KS: If they’d crowned a world champion header that year, it would have been H.P. Same goes for years like, say, 1974, when had they crowned a world champion heeler, it would have been you. For those who weren’t there then, explain how not all rodeos even included team roping then, and how some let you guys go twice.
LC: Some of the bigger team roping rodeos, like Salinas and Santa Maria, were never go twice. But in some of the smaller towns, they sometimes only got 30 teams when it was go twice. I usually roped with Reg and H.P. when it was go twice. I won $20,693 in the team roping in 1973. So I didn’t exactly go out and buy a ranch. But back then, only about 10 percent of the RCA rodeos had team roping. There were about 600-700 rodeos in the RCA at that time, and only about 60 of them had team roping.
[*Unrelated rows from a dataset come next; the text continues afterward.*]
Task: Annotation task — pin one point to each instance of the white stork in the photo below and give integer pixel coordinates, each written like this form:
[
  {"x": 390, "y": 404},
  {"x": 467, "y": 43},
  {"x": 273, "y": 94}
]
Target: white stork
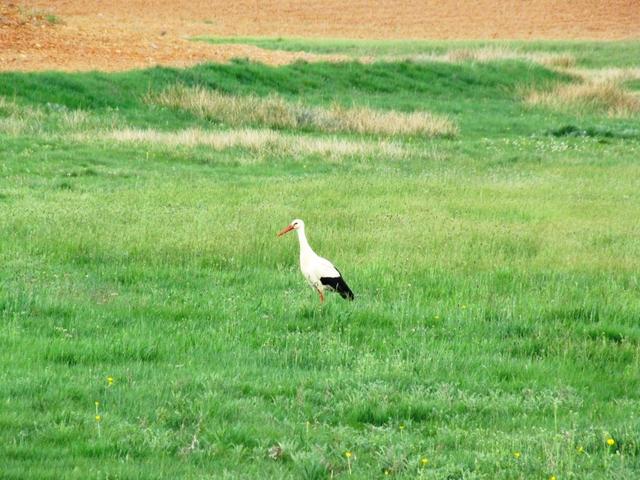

KS: What do you remember about winning that second straight gold buckle in 1973?
LC: I’d won four National Finals averages in a row (1968-71; in 1968 with Billy Wilson, then three in a row with Reg; Leo holds the all-time NFR team roping average wins record with six, including two more in 1980 and ’82 with Tee Woolman), but I hadn’t won a world title before 1972. On the street they were saying I wasn’t capable of winning a world championship, and that I was just lucky to win at the National Finals. “That’s just his rodeo” was the rumor. I was always roping calves and bulldogging, too, and working all the events and making a living was the priority. Working three events was also hard on a team roping partner. Trevor Brazile’s partners can relate to a degree, but at least they have team roping at every rodeo now. Winning the world in 1972 and quieting that rumor was pretty satisfying. Winning it a second straight year in 1973 was even better. Vince Lombardi was one of my heroes. He was considered one of the greatest coaches of all time. He won the very first Super Bowl (in 1966). Then he (and his Green Bay Packers) won it again the next year (1967). Then he died (in 1970). The trophy they win at the Super Bowl today is the Vince Lombardi Trophy. Anyway, that kind of gave that accomplishment special meaning to me.
KS: Last but certainly not least, you’ve got to give us some insight into that fashion statement when you were crowned the 1973 champ. I remember Stick’s main man sporting starched, monogrammed shirts. But you were really stylin’ at that awards ceremony.
LC: I finally got to clean up, and long hair was in style. I’ve always watched a lot of basketball, and one of my all-time favorite players was Walt Frazier, who played for the New York Knicks. They called him Clyde, and he had swagger. He wore striped suits, and dressed to the nines. I think I was trying to be like Clyde.